‘Girls’: Why Lena Dunham Getting Naked For 6 Seasons Proves the Show’s Greatness

Girls” star and creator Lena Dunham was interviewed by The Awl in 2012 about her nascent new HBO series, including her attitude towards clothing – or the lack thereof. “I feel like now I’m going to have to give up my trick of ‘oh, let’s make this scene funnier by way of pants removal.’ It’s going to wear thin. I’m going to need to start using it more judiciously,” she said at the time.

Five years later, well, she didn’t quite follow through on that. But we wouldn’t have it any other way.

READ MORE: ‘Girls’: Lena Dunham and Jenni Konner on the Penultimate Episode, and Why They Don’t Judge Their Characters Anymore

If you binge your way through “Girls” from the beginning, perhaps in preparation for the imminent finale, you might find that Dunham’s body becomes a calming presence. At first, this might be because it was ever-present, a fundamental part of enjoying the HBO comedy about life as a very particular sort of 20-something. But as the show has progressed, it’s something that, on an aesthetic level, is a truly valuable part of “Girls.”

As anyone following television over the last few years knows, the topic of Dunham’s choice to expose herself on screen has long been critical fodder. The most notorious instance of this came in 2014, when reporter Tim Molloy questioned Dunham’s on-screen nudity at the Television Critics Association winter press tour, asking the creator/star, “I don’t get the purpose of all the nudity on the show. By you particularly…your character is often naked at random times for no reason.”

That led to a confrontation between Molloy and executive producer Judd Apatow over whether Molloy’s approach to the question was inappropriate and/or misogynistic. (Molloy’s piece on the incident ended with him believing that he wasn’t being either of those things, because Molloy’s girlfriend said so.)

Molloy and Molloy’s girlfriend weren’t the only ones frustrated. A year earlier, LA Times critic Mary McNamara also lost patience with Dunham’s nudity on “Girls,” writing that, “Even the insistence that Hannah/Dunham is heroic in her willingness to expose her haphazardly tattooed and non-swimsuit issue-type body and her neuroses has become tiresome.”

What’s notable there is the fact that McNamara doesn’t make a choice as to whether she’s critiquing Dunham as a creator or Hannah as a character — it’s a blanket statement about both entities.

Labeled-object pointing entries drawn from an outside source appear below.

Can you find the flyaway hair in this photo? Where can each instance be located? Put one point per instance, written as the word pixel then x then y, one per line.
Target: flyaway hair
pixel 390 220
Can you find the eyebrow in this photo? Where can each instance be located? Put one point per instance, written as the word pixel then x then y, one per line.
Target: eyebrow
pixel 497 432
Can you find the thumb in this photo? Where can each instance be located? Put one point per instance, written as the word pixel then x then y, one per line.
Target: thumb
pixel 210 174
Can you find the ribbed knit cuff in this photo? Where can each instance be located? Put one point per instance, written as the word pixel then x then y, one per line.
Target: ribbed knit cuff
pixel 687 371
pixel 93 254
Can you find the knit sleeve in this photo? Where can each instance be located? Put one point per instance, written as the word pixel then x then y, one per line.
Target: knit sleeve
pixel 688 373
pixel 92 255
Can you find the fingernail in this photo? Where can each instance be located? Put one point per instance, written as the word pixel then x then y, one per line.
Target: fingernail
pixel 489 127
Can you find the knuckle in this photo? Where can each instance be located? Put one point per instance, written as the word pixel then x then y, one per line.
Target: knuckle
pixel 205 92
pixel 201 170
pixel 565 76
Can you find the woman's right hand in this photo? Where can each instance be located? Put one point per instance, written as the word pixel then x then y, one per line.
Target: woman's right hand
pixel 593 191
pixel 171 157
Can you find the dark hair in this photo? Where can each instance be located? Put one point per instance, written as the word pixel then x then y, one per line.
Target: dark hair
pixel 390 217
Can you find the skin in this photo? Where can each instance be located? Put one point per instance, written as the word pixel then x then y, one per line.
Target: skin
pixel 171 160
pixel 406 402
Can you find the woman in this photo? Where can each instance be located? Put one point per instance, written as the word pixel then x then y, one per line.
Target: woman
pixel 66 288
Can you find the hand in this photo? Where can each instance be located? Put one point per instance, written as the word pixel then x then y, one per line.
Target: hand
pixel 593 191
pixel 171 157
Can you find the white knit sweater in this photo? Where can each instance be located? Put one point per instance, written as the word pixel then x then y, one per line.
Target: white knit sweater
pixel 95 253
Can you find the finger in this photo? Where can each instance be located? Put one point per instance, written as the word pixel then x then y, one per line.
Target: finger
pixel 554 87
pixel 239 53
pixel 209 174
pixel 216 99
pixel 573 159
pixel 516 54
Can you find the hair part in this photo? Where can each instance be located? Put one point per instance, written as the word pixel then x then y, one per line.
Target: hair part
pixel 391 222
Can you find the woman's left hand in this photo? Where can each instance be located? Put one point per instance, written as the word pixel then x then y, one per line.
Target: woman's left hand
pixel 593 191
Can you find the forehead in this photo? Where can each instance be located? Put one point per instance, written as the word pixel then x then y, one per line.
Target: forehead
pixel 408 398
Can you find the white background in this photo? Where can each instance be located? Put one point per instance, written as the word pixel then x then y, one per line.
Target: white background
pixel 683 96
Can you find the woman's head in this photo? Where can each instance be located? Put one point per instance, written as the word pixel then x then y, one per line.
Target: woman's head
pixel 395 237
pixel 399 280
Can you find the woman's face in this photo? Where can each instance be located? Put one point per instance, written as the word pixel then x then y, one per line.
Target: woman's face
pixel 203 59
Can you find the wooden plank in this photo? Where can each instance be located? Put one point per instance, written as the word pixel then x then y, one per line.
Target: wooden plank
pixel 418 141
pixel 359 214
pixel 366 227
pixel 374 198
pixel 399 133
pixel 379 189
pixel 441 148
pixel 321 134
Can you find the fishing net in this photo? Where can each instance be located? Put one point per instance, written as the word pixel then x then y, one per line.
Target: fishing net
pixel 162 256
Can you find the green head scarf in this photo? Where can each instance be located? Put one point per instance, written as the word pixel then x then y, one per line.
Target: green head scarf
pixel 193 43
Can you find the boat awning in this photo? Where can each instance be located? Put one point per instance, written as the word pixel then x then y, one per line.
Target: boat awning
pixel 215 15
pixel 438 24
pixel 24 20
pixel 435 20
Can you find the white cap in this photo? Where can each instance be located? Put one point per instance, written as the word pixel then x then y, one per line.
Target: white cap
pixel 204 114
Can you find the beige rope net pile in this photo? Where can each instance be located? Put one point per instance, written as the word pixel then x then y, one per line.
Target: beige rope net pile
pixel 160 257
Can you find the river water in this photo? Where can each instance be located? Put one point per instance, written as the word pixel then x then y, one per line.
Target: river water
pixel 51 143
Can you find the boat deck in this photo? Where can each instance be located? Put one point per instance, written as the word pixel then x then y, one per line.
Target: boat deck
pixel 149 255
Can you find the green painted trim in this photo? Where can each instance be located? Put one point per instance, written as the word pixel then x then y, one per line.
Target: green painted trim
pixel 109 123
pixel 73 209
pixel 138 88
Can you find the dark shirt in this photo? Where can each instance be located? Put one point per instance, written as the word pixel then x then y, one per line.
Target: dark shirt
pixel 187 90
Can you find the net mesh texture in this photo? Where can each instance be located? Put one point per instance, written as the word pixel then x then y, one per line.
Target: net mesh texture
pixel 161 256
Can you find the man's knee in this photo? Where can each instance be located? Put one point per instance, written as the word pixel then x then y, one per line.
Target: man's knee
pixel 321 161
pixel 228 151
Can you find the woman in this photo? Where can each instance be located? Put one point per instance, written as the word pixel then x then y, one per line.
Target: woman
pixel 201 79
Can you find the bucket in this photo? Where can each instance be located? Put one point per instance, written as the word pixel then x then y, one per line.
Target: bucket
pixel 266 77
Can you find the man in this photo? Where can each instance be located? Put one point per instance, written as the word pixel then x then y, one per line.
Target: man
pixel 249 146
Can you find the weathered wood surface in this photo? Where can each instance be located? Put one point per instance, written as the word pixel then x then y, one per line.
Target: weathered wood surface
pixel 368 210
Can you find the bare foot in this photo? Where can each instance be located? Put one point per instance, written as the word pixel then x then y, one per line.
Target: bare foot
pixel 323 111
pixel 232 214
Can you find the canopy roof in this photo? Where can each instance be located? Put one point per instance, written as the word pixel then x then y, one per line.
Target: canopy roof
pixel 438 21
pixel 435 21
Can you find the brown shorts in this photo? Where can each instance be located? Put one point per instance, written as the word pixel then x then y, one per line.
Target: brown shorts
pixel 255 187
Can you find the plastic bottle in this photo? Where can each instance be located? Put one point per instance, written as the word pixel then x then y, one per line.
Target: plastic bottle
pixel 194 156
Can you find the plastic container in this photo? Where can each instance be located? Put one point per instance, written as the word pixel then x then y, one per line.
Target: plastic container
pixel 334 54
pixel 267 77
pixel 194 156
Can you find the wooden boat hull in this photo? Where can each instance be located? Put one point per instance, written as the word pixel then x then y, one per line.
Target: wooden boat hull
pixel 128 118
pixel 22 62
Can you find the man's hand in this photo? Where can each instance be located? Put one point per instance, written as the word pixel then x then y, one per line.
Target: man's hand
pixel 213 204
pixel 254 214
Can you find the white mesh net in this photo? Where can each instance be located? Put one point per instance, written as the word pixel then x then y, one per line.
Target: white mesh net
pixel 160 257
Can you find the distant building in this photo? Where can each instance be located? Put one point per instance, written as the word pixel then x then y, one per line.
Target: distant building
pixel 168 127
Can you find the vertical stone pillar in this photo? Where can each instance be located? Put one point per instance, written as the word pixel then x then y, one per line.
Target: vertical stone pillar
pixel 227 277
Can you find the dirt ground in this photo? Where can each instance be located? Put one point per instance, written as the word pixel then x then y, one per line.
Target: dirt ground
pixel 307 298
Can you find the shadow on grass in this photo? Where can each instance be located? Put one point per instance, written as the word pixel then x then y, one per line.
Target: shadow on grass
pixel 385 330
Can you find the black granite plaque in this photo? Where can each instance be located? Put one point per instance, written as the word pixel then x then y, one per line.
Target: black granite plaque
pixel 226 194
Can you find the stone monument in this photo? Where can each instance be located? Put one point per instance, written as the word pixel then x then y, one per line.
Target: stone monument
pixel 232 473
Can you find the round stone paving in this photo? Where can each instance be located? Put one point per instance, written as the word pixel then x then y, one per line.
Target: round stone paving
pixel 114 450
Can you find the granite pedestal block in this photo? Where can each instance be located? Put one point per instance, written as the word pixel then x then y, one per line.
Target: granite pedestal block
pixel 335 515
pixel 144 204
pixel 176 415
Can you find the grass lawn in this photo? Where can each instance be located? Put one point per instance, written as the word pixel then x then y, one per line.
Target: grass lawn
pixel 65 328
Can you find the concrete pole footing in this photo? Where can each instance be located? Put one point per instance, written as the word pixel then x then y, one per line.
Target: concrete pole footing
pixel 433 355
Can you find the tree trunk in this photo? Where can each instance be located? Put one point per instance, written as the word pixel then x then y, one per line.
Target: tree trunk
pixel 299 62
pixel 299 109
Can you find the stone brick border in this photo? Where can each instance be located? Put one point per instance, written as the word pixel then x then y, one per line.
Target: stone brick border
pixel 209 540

That’s an issue underlying most discussion of “Girls,” muddied by the show’s occasional inability to fully communicate how it felt about its characters, whose occasional flat-out awful behavior is at times tempered by a semi-constant implicit sense of affection.

However, perhaps that’s been the point this whole time — with Dunham using her own body as a way of reminding us that everyone is sometimes awful, sometimes messy. Sometimes naked.

Dunham’s blending of these boundaries will be missed, once the series comes to a close next Sunday. After all, one of the most beautiful parts of physical intimacy is when your partner’s body becomes not just a whole bunch of exposed skin, but something familiar and dear. The curves, the angles, the flaws — we might not be just our bodies, but they represent an important part of our identity, and when you get to know someone on that level, when you know everything they might normally hide from the outside world, the relationship becomes deeper.

Getting to know a character on a TV show is a far different thing from forming an actual relationship with an actual fellow consulting adult, of course. But there’s no denying that Dunham offered up a lot more of herself than other creator-performers have ever done in the history of the medium.

Dunham has allowed audiences to get to know her on this level for the entire run of the series, and while she has been justly been evaluated on a critical level for it (like all artists might expect) she has also put up with an incredible amount of bullshit beyond the pale. It wasn’t a heroic act, but with the show’s continual support, it has become an aesthetic choice which will forever be a part of the series. When Hannah got naked on screen, it was Dunham depicting, in the most direct way possible, the show’s awareness of Hannah’s lack of self-awareness.

It was also “Girls” telling the viewer, “we don’t care what you think about it.”

The “Girls” Season 6 finale airs Sunday at 10 p.m. ET on HBO.